Why Obamacare may be behind the M&A bonanza

An acute case of merger and acquisition fever appears to be afflicting the health insurers, with deal talk among the five big providers running rampant. And according to one attorney with deep experience in health-care merger activity, Obamacare is a prime driver behind the potential insurer tie-ups.

Obamacare "definitely encourages people to look at mergers," said Larissa Bergin of McGuireWoods, who has helped both hospitals and health-care providers to determine whether or not to move forward with M&A action.

Bergin notes that the HealthCare.gov marketplace allows customers to easily compare different plans in detail, which increases competition among insurance providers.

"By having that comparison there, it becomes just like shopping for anything else. That means greater competition, and that's one of the catalysts for looking at M&A opportunities," Bergin told CNBC.

The Supreme Court is soon to hand down a ruling on the Affordable Care Act's insurance subsidies in King v. Burwell this month, in what could be a severe blow to the law. The potential impact on health care M&A remains unclear.

Jeffrey Yoo, equity analyst at S&P Capital IQ, says that Obamacare is not the main factor driving the M&A talk but it does encourage insurance companies to streamline operations.

"These companies are clearly benefiting from Obamacare, and the better-than-expected number of people signing up is enticing them as well," Yoo said. As more individuals have purchased insurance, "they've grown revenues, but margins have stayed flat—and now looking for a way to grow margins."

Acquiring other companies in order to create synergies, such as what Anthem insists would be created in an acquisition of Cigna (in this case, $2 billion worth), is one obvious way to grow margins in such an environment.

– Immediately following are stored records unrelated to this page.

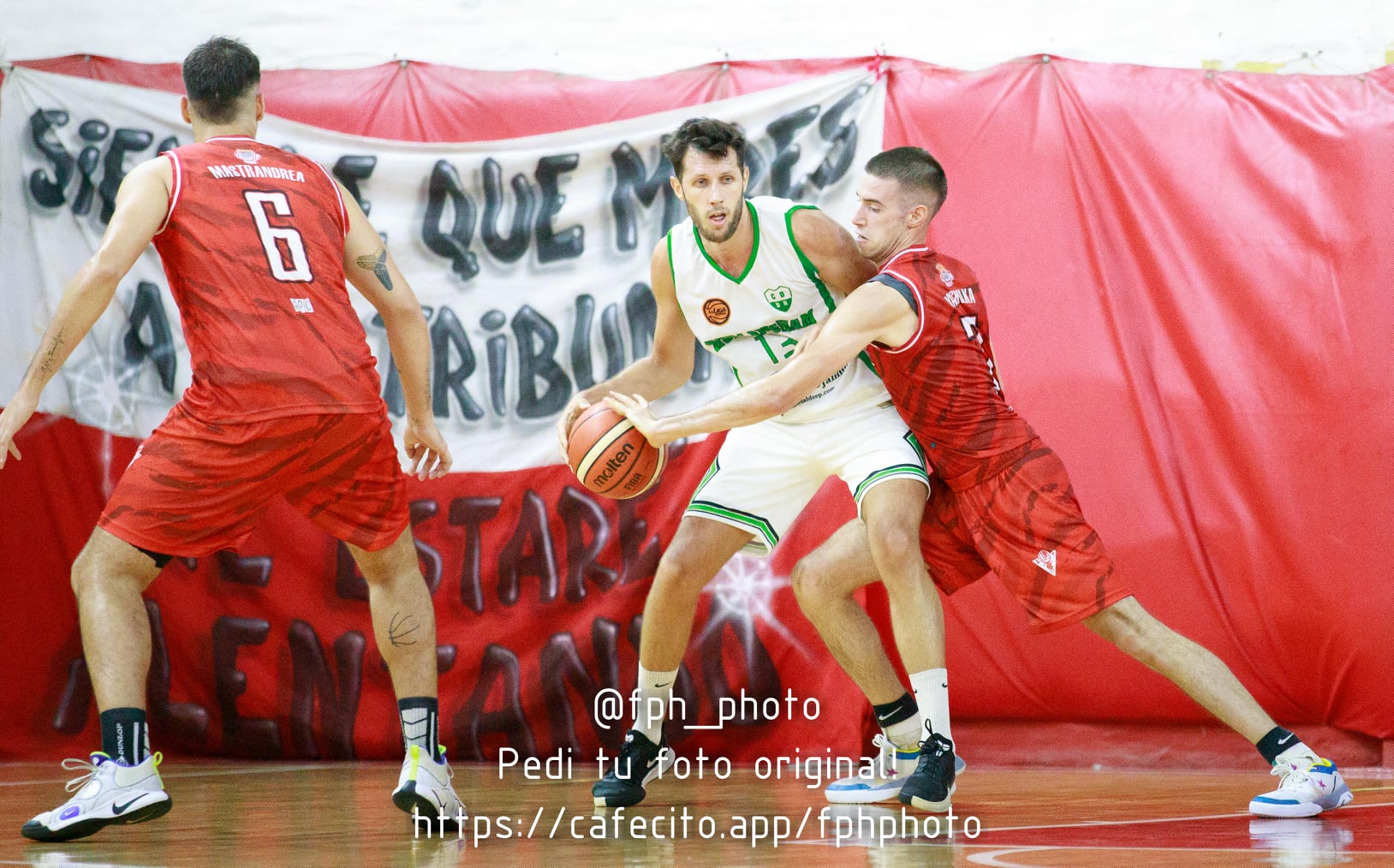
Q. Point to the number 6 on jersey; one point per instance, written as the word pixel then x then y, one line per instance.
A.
pixel 283 246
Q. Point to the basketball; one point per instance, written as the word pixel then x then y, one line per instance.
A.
pixel 610 456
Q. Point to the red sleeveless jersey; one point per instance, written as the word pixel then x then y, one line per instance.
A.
pixel 944 381
pixel 253 248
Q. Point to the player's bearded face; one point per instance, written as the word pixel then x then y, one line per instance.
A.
pixel 714 191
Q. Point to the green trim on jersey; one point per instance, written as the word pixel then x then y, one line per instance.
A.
pixel 746 520
pixel 812 271
pixel 672 272
pixel 914 445
pixel 754 248
pixel 907 471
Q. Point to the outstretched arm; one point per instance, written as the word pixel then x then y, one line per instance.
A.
pixel 141 205
pixel 874 312
pixel 374 272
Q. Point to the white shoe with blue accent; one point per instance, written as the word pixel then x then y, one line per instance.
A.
pixel 881 782
pixel 109 793
pixel 1309 786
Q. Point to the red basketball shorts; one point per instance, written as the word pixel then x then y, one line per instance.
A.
pixel 195 486
pixel 1023 524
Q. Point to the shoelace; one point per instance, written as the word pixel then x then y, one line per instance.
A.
pixel 73 765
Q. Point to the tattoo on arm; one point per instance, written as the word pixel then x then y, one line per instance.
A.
pixel 401 627
pixel 378 265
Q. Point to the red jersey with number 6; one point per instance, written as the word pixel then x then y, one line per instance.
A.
pixel 253 248
pixel 944 379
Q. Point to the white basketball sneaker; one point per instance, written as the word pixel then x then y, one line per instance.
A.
pixel 108 793
pixel 883 782
pixel 424 789
pixel 1309 786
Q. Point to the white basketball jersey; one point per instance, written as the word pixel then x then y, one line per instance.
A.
pixel 753 321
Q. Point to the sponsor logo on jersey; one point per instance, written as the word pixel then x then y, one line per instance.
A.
pixel 779 299
pixel 717 311
pixel 956 297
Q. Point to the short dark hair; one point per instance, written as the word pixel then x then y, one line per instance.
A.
pixel 217 75
pixel 710 137
pixel 914 169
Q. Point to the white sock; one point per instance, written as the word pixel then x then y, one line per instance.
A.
pixel 654 690
pixel 932 693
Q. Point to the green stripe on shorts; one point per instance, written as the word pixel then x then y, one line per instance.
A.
pixel 907 471
pixel 746 520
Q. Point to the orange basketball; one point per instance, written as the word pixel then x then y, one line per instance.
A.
pixel 610 456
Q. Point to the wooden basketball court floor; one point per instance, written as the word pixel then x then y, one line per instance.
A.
pixel 341 814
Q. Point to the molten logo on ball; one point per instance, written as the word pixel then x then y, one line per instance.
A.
pixel 614 466
pixel 717 311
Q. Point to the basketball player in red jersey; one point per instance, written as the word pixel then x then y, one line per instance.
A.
pixel 1000 497
pixel 257 244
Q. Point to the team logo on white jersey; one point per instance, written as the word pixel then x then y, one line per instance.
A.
pixel 779 299
pixel 717 311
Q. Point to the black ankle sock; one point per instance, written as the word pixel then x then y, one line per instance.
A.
pixel 124 734
pixel 1274 743
pixel 890 714
pixel 419 723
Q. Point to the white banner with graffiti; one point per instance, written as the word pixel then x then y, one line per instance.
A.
pixel 528 255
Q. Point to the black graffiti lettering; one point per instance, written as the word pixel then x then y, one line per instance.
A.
pixel 611 337
pixel 472 723
pixel 311 679
pixel 348 581
pixel 630 183
pixel 88 160
pixel 513 247
pixel 113 168
pixel 241 736
pixel 554 246
pixel 77 699
pixel 761 679
pixel 533 531
pixel 472 513
pixel 581 343
pixel 148 310
pixel 579 513
pixel 446 333
pixel 49 193
pixel 177 722
pixel 843 137
pixel 453 244
pixel 562 666
pixel 641 312
pixel 783 133
pixel 354 168
pixel 539 364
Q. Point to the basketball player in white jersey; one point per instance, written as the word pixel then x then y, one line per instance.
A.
pixel 752 279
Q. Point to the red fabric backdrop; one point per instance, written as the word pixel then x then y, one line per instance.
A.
pixel 1189 276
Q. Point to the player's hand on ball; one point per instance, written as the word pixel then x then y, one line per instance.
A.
pixel 569 413
pixel 426 450
pixel 634 408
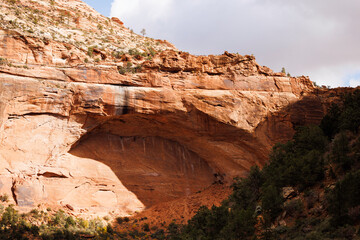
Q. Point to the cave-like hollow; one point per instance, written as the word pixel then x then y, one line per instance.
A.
pixel 162 158
pixel 154 168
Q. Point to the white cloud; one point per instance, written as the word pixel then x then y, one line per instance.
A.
pixel 316 38
pixel 354 82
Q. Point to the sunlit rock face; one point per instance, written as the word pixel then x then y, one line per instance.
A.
pixel 87 138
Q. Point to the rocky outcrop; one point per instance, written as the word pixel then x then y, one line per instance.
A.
pixel 87 138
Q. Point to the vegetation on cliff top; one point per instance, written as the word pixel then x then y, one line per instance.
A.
pixel 319 167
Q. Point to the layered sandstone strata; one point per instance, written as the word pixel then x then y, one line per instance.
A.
pixel 86 137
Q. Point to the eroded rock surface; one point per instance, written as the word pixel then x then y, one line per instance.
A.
pixel 85 137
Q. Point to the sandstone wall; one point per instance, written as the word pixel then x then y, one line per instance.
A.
pixel 88 137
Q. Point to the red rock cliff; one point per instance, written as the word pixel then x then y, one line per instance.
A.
pixel 82 134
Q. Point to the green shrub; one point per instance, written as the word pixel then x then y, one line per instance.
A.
pixel 344 197
pixel 4 197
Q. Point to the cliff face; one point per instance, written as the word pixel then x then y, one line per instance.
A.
pixel 84 136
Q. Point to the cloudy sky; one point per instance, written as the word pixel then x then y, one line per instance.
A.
pixel 316 38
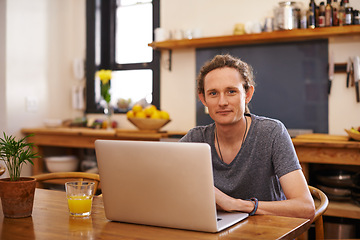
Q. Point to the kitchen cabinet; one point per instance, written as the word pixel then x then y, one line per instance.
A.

Read More 'Frustrated' Anthem makes new offer to Cigna as Aetna moves in on Humana

Pediatrician Lanre Falusi examines an infant's ear in an exam room at a Community Clinic Inc. health center in Takoma Park, Maryland.
Andrew Harrer | Bloomberg | Getty Images
Pediatrician Lanre Falusi examines an infant's ear in an exam room at a Community Clinic Inc. health center in Takoma Park, Maryland.

Of course, whether the federal government will actually allow the deals to go through is a separate question. Investors needn't think that the enhanced oversight of health insurance companies will make the Federal Trade Commission and the Justice Department, which jointly enforce antitrust laws, any more willing to permit consumer-option-constraining mergers.

"I don't think the regulatory oversight of the Affordable Care Act impacts whether the FTC allows a deal to go through," Bergin said. "They are supposed to help generate continued competition and lower prices for customers regardless."

Obamacare "just encourages companies to look at mergers—it doesn't necessarily aid the passing of the merger," Bergin said, in a sentiment echoed by other health care M&A attorneys.